Re: Working Group Last Call: Digest Fields from Justin Richer on 2021-12-10 (ietf-http-wg@w3.org from October to December 2021)

From: Justin Richer <jricher@mit.edu>
Date: Fri, 10 Dec 2021 15:31:47 -0500
To: Lucas Pardue <lucaspardue.24.7@gmail.com>
Cc: Mark Nottingham <mnot@mnot.net>, HTTP Working Group <ietf-http-wg@w3.org>, Tommy Pauly <tpauly@apple.com>
Message-Id: <517C1B4B-E8A2-40F3-89CE-8B991203E858@mit.edu>
Lucas and Roberto,

Apologies for the late response! Here is my last call review of the document. I think it’s in mostly good shape, and it’s a big improvement over 3230. That said, I think there are a few issues that could be improved, and a number of nits that I found when working through the text:


----

Structured Fields:

It bothers me that the draft doesn't use structured fields, especially for shipping around the binary blobs that it defines. I know it needs to be compatible with existing implementations as much as possible, but all existing algorithm identifiers from 3230 have been obsoleted -- why keep the old format for newly-defined identifiers? rfc5843 does make this a problem for the sha-256 and she-512 algorithms since they're still used/recommended, though this could be solved by registering new identifiers for these and deprecating the ones from 5843 (sha256 and sha512, just as strawman examples) and using the sf-binary format.

Proposal: change the requirements for newly defined algorithms such that it's sf based; existing algorithms keep the old syntax, but they're all deprecated and shouldn't be used anyway. We already have this text:

 Every digest-algorithm defines its computation procedure and encoding output

I think we could take that to mean that the "<encoded digest output>" is encoded as an sf-binary for all new algorithms, but it doesn't have to be for existing ones. 

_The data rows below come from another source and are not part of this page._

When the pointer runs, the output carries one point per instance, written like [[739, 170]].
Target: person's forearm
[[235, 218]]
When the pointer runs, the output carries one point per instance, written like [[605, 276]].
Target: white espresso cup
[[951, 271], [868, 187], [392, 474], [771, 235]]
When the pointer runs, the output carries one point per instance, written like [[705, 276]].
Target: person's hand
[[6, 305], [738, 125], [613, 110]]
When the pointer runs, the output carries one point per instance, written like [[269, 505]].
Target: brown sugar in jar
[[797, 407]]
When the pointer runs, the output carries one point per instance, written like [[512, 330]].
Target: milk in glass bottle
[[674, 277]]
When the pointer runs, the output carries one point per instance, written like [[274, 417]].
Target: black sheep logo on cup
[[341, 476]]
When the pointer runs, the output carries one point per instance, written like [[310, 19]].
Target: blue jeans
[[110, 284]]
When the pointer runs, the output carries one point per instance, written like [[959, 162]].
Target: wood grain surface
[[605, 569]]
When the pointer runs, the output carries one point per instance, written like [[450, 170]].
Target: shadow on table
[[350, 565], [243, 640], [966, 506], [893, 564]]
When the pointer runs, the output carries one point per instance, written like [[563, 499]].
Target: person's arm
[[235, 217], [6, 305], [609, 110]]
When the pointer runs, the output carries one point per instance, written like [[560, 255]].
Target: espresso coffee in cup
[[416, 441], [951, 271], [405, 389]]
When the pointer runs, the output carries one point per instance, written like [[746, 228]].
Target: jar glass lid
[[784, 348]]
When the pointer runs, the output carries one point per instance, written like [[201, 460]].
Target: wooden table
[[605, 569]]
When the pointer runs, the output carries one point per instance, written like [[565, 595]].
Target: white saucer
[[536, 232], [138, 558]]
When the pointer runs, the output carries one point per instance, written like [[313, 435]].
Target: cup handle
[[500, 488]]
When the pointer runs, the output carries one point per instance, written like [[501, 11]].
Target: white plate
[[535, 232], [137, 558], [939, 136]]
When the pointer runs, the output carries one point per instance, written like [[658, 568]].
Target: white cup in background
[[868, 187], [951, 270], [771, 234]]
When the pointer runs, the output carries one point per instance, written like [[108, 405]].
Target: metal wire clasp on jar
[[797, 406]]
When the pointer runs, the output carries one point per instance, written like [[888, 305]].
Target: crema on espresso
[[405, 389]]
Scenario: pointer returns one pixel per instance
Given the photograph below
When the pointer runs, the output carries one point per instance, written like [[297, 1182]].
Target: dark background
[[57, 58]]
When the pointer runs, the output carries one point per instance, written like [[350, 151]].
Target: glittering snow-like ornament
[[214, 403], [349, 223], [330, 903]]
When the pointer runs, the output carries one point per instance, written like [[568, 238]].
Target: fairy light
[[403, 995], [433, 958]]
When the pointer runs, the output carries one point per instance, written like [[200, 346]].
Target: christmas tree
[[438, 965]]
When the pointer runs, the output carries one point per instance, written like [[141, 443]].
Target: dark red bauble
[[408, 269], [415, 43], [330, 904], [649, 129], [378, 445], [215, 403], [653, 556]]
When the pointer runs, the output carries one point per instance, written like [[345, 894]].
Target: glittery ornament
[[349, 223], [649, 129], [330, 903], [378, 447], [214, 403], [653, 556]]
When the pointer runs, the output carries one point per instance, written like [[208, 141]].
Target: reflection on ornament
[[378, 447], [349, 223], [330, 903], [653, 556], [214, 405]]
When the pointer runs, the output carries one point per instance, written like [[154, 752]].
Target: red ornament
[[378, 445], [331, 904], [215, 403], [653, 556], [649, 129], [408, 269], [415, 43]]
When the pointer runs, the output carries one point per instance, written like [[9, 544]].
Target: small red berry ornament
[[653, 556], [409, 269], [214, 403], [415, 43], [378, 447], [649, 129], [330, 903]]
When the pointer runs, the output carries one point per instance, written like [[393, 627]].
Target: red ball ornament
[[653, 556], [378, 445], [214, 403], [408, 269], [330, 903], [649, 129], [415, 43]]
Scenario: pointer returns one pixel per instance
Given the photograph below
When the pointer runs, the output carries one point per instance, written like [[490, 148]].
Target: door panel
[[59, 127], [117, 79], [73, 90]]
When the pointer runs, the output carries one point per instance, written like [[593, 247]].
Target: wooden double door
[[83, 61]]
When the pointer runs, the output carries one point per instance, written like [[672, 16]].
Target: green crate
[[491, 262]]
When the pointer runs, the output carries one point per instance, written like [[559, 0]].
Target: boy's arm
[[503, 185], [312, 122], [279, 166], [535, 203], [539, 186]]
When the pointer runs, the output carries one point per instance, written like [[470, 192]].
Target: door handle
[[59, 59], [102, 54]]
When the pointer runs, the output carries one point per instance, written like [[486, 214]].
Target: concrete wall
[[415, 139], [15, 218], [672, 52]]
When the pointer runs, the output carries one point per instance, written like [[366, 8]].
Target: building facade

The token portion is problematic because it was previously defined as case-insensitive. But if the registry is updated such that new algorithms are all lowercase, like an sf-token, does that solve things? We have "we suggest to use lowercase for digest-algorithms", and I think making it a requirement for new registrations to be compliant with sf-token would help future usage. I think this could mostly be handled in §6, with a little shuffling of other content.

My goal here is to be able to use structured field parsers on the Digest and Content-Digest headers in environments when I know the only acceptable algorithms are the newly-defined ones.



§1: I'd like to see some notion in the introduction about this draft's use in requests. The existing language is almost exclusively about responses, but my own most important use of this work is to protect the body of a request. This observation holds throughout the document - the focus is clearly on digests for responses, and I think that's a lot of where the representation vs. content discussion really comes into play.

§1.3: it seems like this document is going for both semantic and syntactic compatibility of existing fields and definitions, right? The text currently says semantic only.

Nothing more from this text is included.